“Without RATRI, there can be no AARTI,-“
“We have purpose”
“Without KAAL, there can be no SVAR,-“
“We have purpose”
“Without VIDYUTA, there can be no VEDA,-“
“We have purpose”
“Without TRISHULA, there can be no TRILOKA,-“
“We have purpose”
“Without KRITYA there can be no KRIPA,-“
“We have purpose”
“Without DHARMA-YUDDHA there can be no DHARMA-RAJYA,-“
“We have purpose”
“Without the BHUTATMAN, there is nothing,…”
“And we would have no purpose”
Abridged commentary / explication –
the line around Ratri and Aarti, for instance …
Ratri means “Night”, “Darkness” … but also carries connotations of “Wisdom”; and is more specifically also a reference to a) the Night which precedes Creation, and b) the Goddess Who precedes , well, everything happening.
Aarti, by contrast, is etymologically derived from Ratri, in the sense of ‘removing darkness’ via ‘illumination’, but also a) I am working with the connotations which Flame carries within Vedic/Hindu metaphysics, of Divinity, b) but also of Creation itself [if you see a Nataraja Murti of Lord Shiva, the reason why there’s a ‘ring of flames’ surrounding Him is because it represents the unfolding and ‘in-process/in-progress’ universe] , and the unfolding flow of ‘time’ [‘time is the fire in which we burn’, as the song/saying goes] and c) ‘life’ in general.
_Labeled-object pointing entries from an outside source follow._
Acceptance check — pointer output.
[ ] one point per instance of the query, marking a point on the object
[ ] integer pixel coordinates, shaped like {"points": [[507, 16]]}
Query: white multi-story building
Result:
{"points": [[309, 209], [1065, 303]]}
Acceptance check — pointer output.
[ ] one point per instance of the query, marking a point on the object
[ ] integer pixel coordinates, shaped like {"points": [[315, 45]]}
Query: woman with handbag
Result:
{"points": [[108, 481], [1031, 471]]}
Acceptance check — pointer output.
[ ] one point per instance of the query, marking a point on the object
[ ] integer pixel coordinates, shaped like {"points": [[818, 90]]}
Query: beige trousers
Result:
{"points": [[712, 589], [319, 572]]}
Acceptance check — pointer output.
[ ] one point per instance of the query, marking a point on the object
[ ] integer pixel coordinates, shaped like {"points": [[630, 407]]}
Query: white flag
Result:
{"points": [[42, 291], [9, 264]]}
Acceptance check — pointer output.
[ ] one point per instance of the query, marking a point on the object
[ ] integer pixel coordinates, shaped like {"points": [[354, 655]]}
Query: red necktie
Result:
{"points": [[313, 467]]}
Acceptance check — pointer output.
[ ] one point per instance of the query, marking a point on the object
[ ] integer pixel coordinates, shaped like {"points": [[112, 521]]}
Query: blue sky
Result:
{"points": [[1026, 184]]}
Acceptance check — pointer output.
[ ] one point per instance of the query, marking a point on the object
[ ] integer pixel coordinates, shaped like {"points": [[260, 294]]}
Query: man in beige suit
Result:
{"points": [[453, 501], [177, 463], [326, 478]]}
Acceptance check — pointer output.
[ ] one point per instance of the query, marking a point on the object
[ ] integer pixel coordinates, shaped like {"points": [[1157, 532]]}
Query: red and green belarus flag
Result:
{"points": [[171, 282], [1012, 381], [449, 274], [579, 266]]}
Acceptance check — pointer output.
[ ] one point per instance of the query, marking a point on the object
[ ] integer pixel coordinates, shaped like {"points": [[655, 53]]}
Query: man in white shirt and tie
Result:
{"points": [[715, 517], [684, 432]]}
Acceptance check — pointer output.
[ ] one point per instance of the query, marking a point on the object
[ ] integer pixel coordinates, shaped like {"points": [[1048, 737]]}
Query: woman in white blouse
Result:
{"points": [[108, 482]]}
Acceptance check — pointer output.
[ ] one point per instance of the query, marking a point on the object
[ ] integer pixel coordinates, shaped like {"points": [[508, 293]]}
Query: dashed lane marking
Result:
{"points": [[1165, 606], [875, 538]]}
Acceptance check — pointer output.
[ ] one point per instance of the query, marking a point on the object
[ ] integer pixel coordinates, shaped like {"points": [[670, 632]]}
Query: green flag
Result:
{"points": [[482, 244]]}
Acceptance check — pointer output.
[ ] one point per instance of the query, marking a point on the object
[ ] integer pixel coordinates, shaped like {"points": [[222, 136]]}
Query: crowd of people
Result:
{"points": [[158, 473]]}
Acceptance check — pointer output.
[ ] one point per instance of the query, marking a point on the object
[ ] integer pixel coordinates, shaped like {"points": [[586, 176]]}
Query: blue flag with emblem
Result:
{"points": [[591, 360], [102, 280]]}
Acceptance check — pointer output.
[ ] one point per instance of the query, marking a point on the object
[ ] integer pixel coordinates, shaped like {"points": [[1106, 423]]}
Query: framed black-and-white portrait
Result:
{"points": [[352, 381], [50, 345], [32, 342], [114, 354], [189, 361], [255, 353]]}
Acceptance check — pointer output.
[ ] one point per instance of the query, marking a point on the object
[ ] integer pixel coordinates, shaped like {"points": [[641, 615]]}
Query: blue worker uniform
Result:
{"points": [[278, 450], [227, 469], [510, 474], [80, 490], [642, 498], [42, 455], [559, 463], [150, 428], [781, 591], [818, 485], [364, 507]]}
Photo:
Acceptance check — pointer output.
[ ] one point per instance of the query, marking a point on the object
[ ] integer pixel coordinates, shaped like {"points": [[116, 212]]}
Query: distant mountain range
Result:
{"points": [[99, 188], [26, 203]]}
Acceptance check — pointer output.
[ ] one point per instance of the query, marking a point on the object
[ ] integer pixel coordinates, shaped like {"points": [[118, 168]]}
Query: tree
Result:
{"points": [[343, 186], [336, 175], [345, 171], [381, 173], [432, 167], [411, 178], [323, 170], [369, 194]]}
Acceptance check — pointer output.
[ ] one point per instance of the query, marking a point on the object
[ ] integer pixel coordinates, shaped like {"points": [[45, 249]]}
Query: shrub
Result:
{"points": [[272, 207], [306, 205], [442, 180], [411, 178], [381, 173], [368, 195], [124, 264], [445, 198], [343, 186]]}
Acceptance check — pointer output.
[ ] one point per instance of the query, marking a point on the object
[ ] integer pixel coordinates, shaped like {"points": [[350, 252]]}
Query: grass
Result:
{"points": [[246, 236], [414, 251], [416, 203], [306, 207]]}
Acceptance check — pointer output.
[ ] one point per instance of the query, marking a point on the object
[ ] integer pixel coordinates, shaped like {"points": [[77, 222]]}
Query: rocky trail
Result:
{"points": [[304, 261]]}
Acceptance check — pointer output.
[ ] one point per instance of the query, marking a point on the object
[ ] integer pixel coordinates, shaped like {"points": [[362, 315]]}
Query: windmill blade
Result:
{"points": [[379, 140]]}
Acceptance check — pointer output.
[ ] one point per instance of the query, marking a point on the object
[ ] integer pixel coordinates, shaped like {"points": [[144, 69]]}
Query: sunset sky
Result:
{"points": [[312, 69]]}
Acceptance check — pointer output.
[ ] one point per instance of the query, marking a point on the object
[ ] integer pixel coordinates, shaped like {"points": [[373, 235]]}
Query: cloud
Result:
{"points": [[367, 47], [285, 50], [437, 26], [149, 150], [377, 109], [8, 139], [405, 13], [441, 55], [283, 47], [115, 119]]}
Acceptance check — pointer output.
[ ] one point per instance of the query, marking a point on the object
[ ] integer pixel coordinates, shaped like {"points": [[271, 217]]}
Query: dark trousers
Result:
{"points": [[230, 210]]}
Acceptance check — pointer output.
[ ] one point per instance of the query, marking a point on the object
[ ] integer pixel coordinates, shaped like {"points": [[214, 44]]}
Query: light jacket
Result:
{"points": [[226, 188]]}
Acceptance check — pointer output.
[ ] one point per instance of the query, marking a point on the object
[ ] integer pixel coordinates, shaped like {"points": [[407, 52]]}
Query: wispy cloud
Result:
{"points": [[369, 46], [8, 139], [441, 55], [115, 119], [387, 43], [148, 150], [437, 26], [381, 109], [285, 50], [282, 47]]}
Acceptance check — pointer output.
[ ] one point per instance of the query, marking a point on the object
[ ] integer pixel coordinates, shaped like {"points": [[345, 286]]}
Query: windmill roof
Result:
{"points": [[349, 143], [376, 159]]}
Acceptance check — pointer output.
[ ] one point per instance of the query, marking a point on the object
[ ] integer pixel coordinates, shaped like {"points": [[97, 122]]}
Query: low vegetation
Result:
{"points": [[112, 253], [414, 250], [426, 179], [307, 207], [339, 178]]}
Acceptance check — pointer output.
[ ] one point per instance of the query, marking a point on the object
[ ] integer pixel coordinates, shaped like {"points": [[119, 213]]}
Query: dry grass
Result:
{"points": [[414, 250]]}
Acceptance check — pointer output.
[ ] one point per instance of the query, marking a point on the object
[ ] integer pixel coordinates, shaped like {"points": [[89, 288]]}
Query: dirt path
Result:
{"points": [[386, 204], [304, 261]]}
SO, without the black night that precedes Creation, and which underlies and underpins it and bears all manner of secrets, and is also the Goddess …
… there can be no Light, no Creation, no life within it, no piety as conduit back ‘up’
I mean, as I suggested to Bruce upthread, the point of this is not .. quite the same as my more detailed theological commentaries, wherein I attempt to detailedly express somthing for [relatively] easier comprehension.
Rather, the purpose is to encourage contemplation and investigation by the devotee … and alos, to communicate in a more … subtle way, some of the truths in question.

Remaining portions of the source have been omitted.